The wife of Mr. Ramsay and mother of eight, Mrs. Ramsay is an advocate for marriage and family. She is deeply involved with her roles as wife, mother, hostess, benefactor, and muse. She supports the domestic and emotional needs of her husband, children, and guests and is particularly sensitive to her husband's continuing demands for reassurance and love. Mrs. Ramsay encourages women to fulfill society's traditional gender roles and believes marriage and family are necessary for fulfillment. Her unexpected death forces her family and friends to navigate the world without her, but she leaves a lasting influence on all.
Mrs. Ramsay's husband and father of eight, Mr. Ramsay published a significant book in his field at 25. After his early success, he has failed to gain more recognition. His lack of professional success has helped make him insufferably needy, irritable, and ill-tempered—traits he demonstrates by slamming doors, throwing plates, and other attention-grabbing, childish behavior. He constantly seeks praise and attention, especially from women: at 61 to ease the pain of his failures and at 71 to soothe the pain of heartbreak.
Free-spirited Lily Briscoe is intense, thinking she is in love with the Ramsays, the island, the house, and perhaps Paul Rayley. Despite her independence and unwillingness to follow a traditional life, Lily is insecure about her work and her choices.

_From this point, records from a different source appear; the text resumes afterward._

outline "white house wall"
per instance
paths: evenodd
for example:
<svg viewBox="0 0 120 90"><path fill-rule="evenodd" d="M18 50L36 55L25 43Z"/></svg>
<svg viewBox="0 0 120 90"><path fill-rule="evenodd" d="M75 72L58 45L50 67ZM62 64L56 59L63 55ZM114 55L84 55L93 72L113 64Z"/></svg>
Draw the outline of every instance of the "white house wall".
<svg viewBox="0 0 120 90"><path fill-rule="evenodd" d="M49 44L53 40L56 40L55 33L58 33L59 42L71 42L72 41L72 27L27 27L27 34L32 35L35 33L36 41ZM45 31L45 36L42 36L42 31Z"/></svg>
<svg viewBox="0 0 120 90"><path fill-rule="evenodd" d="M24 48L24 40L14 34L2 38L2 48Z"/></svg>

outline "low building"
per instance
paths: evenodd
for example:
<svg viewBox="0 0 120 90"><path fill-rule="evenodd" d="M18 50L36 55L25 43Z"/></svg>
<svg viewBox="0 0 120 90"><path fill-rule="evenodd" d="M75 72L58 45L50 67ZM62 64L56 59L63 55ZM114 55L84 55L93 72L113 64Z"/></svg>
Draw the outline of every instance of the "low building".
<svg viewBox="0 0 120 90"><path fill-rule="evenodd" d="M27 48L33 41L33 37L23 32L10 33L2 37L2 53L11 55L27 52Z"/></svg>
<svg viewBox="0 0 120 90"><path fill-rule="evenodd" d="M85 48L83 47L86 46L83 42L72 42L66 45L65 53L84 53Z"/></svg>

She grows impatient with Charles Tansley, who insists women cannot be artists, and is envious of beautiful and seemingly serene Mrs. Ramsay, who appears to get everything she wants. Years later after Mrs. Ramsay's death, Lily returns to Scotland to confront her loss and paint her picture again, this time finishing it.
James Ramsay plays a key role in the novel because he is the character that wants to sail to the lighthouse as the novel begins. Always seeking to protect her children from disappointment, Mrs. Ramsay tries to preserve his sweet innocence by shielding him from his father's gruff, but accurate, comments about bad weather that will prevent the excursion. James carries a long and serious grudge toward his father, initially for stealing his mother's attention and later for not demonstrating love as his mother had.
Cam is rebellious, refusing to listen to her nursemaid and mother. Like Lily Briscoe, she is independent, but her youth prevents her independence from taking real form. Because of a later pact with James to withstand their father's dominance, her neutrality causes conflict between the siblings as she relents in her resolve against their father, seeing him at his most charming. She shares in and understands James's pleasure when Mr. Ramsay finally compliments him for his sailing.
At Mrs. Ramsay's encouragement, simple and handsome Paul Rayley proposes to Minta Doyle, with whom he has been spending a lot of time. To Mrs. Ramsay's satisfaction, Paul is a refreshing alternative to academics, whom she finds boring. When Lily, who thinks she loves Paul, asks to accompany him to look for Minta's brooch, he laughs at her, hurting Lily's feelings.
A charismatic tomboy, Minta Doyle evokes Mrs. Ramsay's jealous feelings because of her youth, beauty, and Mr. Ramsay's attention. Fearless, Minta rushes into things with no thought of the consequences: wearing a precious heirloom to the beach, accepting Paul Rayley's proposal. These rash actions cause her pain (she cries over the brooch) and threaten the harmony of others (she is late to dinner and makes others late because they search for her brooch).